Big Picture: Human Mind

My long-term or life-term goal is to answer what is human mind. Maybe this question can never be answered, but I hope to further our understanding of human behavior at the molecular or cellular level, and to improve our health by increasing our knowledge of the nervous system.

Human mind and intelligence are performed by nervous system. And I believe that to understand mind, it is necessary to understand nervous system at two levels: one is the molecular and cellular or intra-cellular level; and the other is the neural network or the inter-cellular level. I also believe that there are some basic prolems, solvement of which will lead to answer of a lot of other questions. I need to find such "central" questions and work on them.

Current Research: How Neural Circuits Control Animal Behavior

Previous Research: Molecular Mechanism in Synaptic Transmission

Synaptic transmission is a bridge between intra and inter cellular levels, where a central role is performed by regulated vesicle exocytosis.
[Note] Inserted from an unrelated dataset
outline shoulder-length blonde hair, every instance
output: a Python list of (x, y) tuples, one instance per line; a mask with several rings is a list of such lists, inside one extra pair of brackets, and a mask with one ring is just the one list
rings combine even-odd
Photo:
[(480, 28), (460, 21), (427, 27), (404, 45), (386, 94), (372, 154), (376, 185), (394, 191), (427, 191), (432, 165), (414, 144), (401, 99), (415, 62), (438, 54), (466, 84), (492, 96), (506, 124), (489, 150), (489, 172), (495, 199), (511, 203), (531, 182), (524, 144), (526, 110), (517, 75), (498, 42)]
Typically, the vesicles have to dock at their release site, and a fraction of the docked vesicles are primed to be release ready, that is, the vesicle membrane can fuse with the plasma membrane in response to calcium trigger without further maturation steps. It is generally accepted that exocytosis is mediated by SNARE proteins, whose function is fine tuned through interaction with other proteins. But, how exocytosis is regulated by these proteins remains unclear.
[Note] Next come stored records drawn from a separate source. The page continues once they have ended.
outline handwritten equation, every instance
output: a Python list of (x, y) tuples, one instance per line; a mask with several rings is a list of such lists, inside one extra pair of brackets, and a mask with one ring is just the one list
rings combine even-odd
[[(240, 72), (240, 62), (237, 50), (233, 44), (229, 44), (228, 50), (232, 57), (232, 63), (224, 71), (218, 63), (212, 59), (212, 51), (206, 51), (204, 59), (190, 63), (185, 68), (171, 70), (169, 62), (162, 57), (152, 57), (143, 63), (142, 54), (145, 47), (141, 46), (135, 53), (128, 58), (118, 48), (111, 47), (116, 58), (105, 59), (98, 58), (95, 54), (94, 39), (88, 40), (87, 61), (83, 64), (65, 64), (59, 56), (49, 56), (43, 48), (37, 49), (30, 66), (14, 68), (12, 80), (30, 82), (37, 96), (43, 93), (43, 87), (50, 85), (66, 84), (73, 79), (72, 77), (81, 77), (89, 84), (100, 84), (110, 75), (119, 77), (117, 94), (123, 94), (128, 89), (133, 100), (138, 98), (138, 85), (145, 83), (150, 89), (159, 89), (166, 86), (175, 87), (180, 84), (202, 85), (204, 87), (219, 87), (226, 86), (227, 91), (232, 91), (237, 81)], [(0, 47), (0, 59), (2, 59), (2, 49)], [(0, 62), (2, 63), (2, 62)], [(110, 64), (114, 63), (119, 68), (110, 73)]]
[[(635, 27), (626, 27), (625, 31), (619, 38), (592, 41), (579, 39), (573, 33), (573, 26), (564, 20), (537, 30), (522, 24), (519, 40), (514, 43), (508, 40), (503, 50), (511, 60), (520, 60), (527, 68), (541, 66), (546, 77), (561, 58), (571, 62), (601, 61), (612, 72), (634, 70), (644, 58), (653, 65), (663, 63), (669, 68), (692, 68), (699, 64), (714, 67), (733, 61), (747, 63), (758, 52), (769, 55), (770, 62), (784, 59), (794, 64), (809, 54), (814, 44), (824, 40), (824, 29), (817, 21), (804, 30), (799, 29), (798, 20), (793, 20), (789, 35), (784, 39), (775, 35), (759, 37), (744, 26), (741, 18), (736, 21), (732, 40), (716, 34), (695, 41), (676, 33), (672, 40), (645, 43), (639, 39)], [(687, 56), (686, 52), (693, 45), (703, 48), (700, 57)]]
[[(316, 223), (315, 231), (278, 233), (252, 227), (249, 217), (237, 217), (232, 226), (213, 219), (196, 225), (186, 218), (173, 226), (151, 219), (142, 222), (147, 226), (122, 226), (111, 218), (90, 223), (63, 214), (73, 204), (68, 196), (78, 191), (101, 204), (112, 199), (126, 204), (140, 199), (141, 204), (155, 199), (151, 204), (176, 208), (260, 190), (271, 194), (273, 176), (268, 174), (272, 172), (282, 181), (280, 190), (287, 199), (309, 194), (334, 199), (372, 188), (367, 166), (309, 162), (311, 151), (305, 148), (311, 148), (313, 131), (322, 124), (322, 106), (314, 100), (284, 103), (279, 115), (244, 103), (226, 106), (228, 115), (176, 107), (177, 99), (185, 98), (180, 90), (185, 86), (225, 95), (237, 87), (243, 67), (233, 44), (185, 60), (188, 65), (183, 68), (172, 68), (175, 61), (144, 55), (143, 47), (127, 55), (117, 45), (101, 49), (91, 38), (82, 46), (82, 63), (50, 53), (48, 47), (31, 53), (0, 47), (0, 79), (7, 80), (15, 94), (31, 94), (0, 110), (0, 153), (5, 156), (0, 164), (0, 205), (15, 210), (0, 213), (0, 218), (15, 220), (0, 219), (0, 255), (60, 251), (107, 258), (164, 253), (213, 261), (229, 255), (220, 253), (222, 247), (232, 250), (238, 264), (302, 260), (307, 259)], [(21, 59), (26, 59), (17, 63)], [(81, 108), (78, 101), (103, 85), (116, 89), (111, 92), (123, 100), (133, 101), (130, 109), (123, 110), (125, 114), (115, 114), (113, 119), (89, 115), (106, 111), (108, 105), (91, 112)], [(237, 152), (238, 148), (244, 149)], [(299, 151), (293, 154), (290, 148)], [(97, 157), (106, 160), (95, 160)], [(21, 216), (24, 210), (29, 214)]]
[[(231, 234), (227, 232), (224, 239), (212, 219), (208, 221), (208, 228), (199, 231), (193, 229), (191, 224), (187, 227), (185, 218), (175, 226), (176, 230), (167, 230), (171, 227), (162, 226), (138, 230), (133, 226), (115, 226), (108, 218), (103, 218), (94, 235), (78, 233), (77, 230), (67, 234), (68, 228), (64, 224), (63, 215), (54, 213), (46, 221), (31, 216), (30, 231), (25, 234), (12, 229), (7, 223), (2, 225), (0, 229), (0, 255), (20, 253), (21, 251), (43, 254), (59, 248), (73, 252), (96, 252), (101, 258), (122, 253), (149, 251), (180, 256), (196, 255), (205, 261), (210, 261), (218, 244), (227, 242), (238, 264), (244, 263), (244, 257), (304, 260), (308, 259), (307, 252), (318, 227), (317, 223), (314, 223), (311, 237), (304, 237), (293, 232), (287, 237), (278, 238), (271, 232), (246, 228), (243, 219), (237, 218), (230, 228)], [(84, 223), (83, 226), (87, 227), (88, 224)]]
[ Click the figure above to view the vesicle cycle animation (Galli, T. and Haucke, V., 2001) ]

Three SNARE proteins comprise the minimal machinery underlying vesicle fusion: one vesicle membrane protein synaptobrevin (also called VAMP) and the two plasma membrane proteins, syntaxin and SNAP-25. These three proteins form a stable four-helical bundle, called SNARE core complex, to drives membrane fusion. Although in vitro studies have shown that these three SNARE proteins alone suffice to fuse the membranes of artificial liposomes, the rate of such fusions is orders of magnitude slower (the half-life is ~10 min) than fusion in regulated exocytosis (which takes place as rapidly as less than a millisecond), suggesting additional factors or mechanisms are involved in fast regulated secretion. Complexin (CPX) is a small neuronal protein that binds in a 1:1 stoichiometry to the SNARE core complex, very rapidly (~5x107M-1S-1) and with high affinity, which makes it an attractive candidate to regulate fast exocytosis.
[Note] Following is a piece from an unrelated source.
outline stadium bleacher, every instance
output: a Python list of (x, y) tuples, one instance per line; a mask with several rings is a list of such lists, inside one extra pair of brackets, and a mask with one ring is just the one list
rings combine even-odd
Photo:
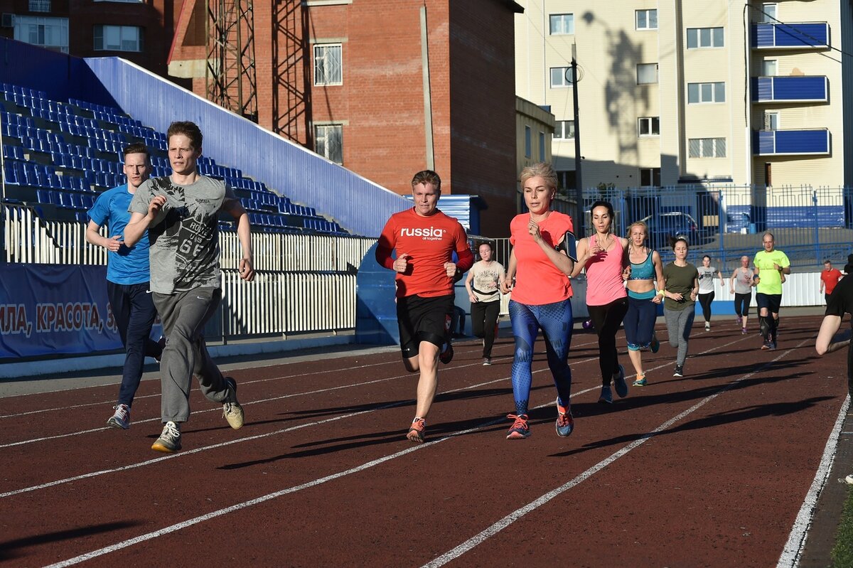
[[(0, 84), (0, 134), (6, 201), (32, 206), (45, 220), (88, 222), (97, 194), (125, 182), (123, 148), (142, 142), (151, 152), (152, 176), (167, 176), (165, 134), (117, 108), (78, 99), (53, 101), (44, 91)], [(242, 171), (208, 156), (199, 172), (234, 189), (257, 230), (349, 235), (313, 208), (293, 203)], [(235, 230), (223, 217), (219, 227)]]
Here we use adrenal chromaffin cell, a well-characterized and extensively used model system for studying Ca2+-triggered exocytosis, to study the role of complexin in regulated exocytosis. Chromaffin cells secrete catecholamine through the fusion of large dense core vesicles (LDCVs) with the plasma membrane, employing the same conserved fusion machinery that also mediates synaptic transmitter release from neurons. Another major advantage of chromaffin cells is that these cells express only one major CPX isoform -- CPX II (Four CPX isoforms have been identified in vertebrates). Thus, we can explore the function of complexin with the chromaffin cells from CPX II knock out mice without the interference of other isoforms.

The major approaches that we used include membrane capacitance measurement, which tracks membrane addition and removal; amperometry, which is a quantitative electrochemical measurement of the released catecholamines; and total internal reflection fluorescence (TIRF) microscopy, which is an optical sectioning approach that allows selective imaging of vesicles near the plasma membrane.